Trade show wars heat up

TORONTO (Jan. 28) — The morning after Ontario Trucking Association board members hosted about 40 industry supplier representatives at a dinner and tour of the National Trade Centre in downtown Toronto, where the OTA plans to host a truck show in September 2000, organizers of Truckcan scrambled to demonstrate their level of commitment to the association.

Southex Exhibitions, the Toronto-based manager of Truckcan, issued a press release yesterday detailing $512,000 in contributions to the OTA since the biennial truck show — Canada’s largest — began in 1982. In the past, the OTA had agreed to support Truckcan in exchange for a negotiated fee. Its contract with Southex expired in 1998, and last month the association announced it would produce a competing show to be held five weeks before Truckcan.

The association was paid $100,000 in 1998; $100,000 in 1996; $75,536 in 1994; $35,313 in 1992; $45,051 in 1990; $47,634 in 1988; $39,282 in 1986; $39, 282 in 1984; and $30,000 in 1982, Southex said.

“The increased amount given to the OTA comes from Southex’s profits and not at the expense of exhibitors,” said Southex group manager Chris Seeney, explaining that exhibitor show rates have increased by an average of 3% a year. “Southex understands the importance of maintaining a strong commitment to local truck markets while it expands its truck show operation in Canada and worldwide.”

Seeney said the partnership between Truckcan and the OTA is mututally beneficial, and implied that the relationship should continue.

He pointed out that Southex is the largest single contributor to OTA, “enabling them to represent the interests of Ontario trucking companies before governments and provide educational and other commercial services to its members and to non-members.”

The OTA has no plans to scrap its show and endorse Truckcan, said association chairman Dan Einwechter, president of Challenger Motor Freight in Cambridge, Ont.

Einwechter said the fee paid to the association in 1998 is “not even 10% of the profit” Southex earned on Truckcan last year.

“Our suppliers want to see that profit — 100% — go to the benefit of the industry they serve,” he said. “They’re looking forward to a top-quality, industry-driven show in a wonderful facility.”

The OTA has said earnings from its show would be split between the OTA and the Canadian Trucking Alliance, which is comprised of the provincial trucking associations.

Last month, Seeney told NewsFIRST that Southex hardly plans to fold the Truckcan tent.

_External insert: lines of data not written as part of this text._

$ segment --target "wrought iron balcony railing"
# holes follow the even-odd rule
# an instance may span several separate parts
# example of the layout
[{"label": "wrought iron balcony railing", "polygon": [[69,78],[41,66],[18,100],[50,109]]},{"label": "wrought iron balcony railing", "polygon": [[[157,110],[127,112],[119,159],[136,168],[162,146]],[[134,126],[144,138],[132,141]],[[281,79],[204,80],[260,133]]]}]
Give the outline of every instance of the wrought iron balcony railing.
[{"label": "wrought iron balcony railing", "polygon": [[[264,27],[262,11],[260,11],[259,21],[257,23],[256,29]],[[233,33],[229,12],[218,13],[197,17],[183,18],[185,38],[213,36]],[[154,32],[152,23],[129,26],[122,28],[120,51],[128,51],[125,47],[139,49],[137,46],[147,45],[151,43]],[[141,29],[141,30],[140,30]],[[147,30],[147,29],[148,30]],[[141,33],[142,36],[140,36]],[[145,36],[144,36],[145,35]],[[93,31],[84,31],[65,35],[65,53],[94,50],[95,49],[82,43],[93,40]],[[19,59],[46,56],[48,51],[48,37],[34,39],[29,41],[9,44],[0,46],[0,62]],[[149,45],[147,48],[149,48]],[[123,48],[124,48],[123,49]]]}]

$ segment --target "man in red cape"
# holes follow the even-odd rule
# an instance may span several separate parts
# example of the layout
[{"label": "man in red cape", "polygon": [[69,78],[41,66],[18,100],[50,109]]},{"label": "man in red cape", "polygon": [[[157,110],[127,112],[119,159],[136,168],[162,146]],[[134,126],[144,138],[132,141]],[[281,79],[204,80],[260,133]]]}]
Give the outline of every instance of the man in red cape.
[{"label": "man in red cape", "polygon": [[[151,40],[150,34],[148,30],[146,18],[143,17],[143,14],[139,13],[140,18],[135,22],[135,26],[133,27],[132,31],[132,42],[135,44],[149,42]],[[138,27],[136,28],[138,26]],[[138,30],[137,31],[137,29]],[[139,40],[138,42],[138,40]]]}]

He said 91% of exhibit space had been reserved for Truckcan 2000, and, if need be, Southex could afford to “give away space for free for a number of years” in order to compete with the OTA show.

Southex produces 110 exhibitions in North America and is a division of media giant Daily Mail General Trust plc, based in London. Worldwide, DMG manages more than 200 consumer and trade events. The group includes broadcast and publishing companies, including one that produces the Daily Mail and The Mail on Sunday newspapers.

Einwechter said he was confident that industry suppliers would be loyal to fleet customers who support the OTA show. However, he acknowledged that some suppliers have expressed that they are feeling pressured to do so.

“Do I sense that maybe some suppliers felt that? Yes,” Einwechter admitted. “I’m not trying to put them in an adverse position or to squeeze them like that. But you know, I was a non-believer at first when I looked at this show. Now I’m convinced that it’s right for the industry, and I’m enthusiastic about it. I’m hoping some of that enthusiasm will rub off.”